Kiron K. Skinner
Former United States Director of Policy Planning
Kiron K. Skinner, Ph.D., served as Director of Policy Planning and Senior Adviser to Secretary of State Mike Pompeo at the U.S. Department of State from 2018 to 2019. In that capacity, she provided long-term, high-level guidance to the Secretary, reengaged the Department in red-team exercises on regional conflicts, developed State-Defense ties in critical areas, and fostered transatlantic partnerships through numerous strategic dialogues, including the first-ever NATO Policy Planners Summit. She played a central role in creating the Commission on Unalienable Rights and re-chartering the Foreign Affairs Policy Board, and served in the Secretariat of both entities.

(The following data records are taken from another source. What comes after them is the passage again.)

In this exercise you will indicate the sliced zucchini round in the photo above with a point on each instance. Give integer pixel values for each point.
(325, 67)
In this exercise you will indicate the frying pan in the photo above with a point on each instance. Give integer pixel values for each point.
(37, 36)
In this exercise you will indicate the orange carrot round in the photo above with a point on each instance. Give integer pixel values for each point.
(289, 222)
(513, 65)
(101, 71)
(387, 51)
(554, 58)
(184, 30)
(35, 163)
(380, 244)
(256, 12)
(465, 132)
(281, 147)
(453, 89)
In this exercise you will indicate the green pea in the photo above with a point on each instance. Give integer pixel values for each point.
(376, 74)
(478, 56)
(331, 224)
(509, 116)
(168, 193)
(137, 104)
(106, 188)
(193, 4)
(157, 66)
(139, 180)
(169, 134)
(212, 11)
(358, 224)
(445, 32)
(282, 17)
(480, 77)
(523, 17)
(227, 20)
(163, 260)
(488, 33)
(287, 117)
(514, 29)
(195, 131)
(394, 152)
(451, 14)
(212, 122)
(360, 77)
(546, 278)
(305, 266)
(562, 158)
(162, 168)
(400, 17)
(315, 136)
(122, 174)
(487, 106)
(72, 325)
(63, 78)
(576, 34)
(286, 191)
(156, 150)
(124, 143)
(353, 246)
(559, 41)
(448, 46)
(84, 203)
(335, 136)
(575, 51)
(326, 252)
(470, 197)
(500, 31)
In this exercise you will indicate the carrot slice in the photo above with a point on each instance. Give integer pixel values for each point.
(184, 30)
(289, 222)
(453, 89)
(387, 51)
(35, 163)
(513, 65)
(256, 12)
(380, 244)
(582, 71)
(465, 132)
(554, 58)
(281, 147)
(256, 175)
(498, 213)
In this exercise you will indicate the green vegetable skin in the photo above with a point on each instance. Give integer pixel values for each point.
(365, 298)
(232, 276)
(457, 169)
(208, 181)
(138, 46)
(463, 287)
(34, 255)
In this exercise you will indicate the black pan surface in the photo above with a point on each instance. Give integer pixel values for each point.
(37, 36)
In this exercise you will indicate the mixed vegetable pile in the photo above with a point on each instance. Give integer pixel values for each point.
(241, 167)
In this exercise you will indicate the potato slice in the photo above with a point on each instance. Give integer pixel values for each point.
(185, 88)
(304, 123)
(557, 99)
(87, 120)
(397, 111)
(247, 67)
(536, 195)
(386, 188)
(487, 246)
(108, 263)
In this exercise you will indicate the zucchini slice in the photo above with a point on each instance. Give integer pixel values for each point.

Skinner’s public service also include membership on the U.S. Defense Department’s Defense Policy Board (2001–07 and 2017-18); the Eisenhower Commission’s Legacy Committee of historians (2002-03); the Chief of Naval Operations’ (CNO) Executive Panel (2004–2015); the National Academies’ Committee on Behavioral and Social Science Research (2009–11); and the National Security Education Board (2004–11). She was also appointed to the advisory board of the George W. Bush Oral History Project.
After her most recent government service, Skinner returned to Carnegie Mellon University (CMU) as the Taube Professor of International Relations and Politics and Director of the Institute of Politics and Strategy. She also resumed the directorship of the Carnegie Mellon University’s Washington Semester Program, the Center for International Relations and Politics, and the Institute for Strategic Analysis. In addition, Skinner is a Distinguished Fellow at CyLab, a cyber-oriented research center associated with the College of Engineering, and holds courtesy faculty positions at CMU’s Heinz College and the Institute for Software Research. She is a member of the Artificial Intelligence (AI) faculty community at CMU.
Skinner is also the W. Glenn Campbell Research Fellow at Stanford University’s Hoover Institution, and a visiting fellow at The Heritage Foundation’s Kathryn and Shelby Cullom Davis Institute for National Security and Foreign Policy and senior advisor to the President. Her work at Heritage focuses on analyzing the impact of cutting-edge technology—including AI, quantum science, and a host of other breakthroughs—on foreign policy and national security.
She is the author or editor of seven books, two of which (Reagan, In His Own Hand and Reagan, A Life in Letters) were New York Times best sellers. She is the editor of a new Palgrave MacMillan series on American political ideology. Skinner is a lifetime director on the board of the Atlantic Council in Washington, D.C., and is a member of the Council on Foreign Relations in New York City and the Pacific Council on International Policy in Los Angeles. She holds MA and Ph.D. degrees in political science from Harvard University and undergraduate degrees from Spelman College and Sacramento City College. She has an honorary doctor of law degree from Molloy College, Long Island.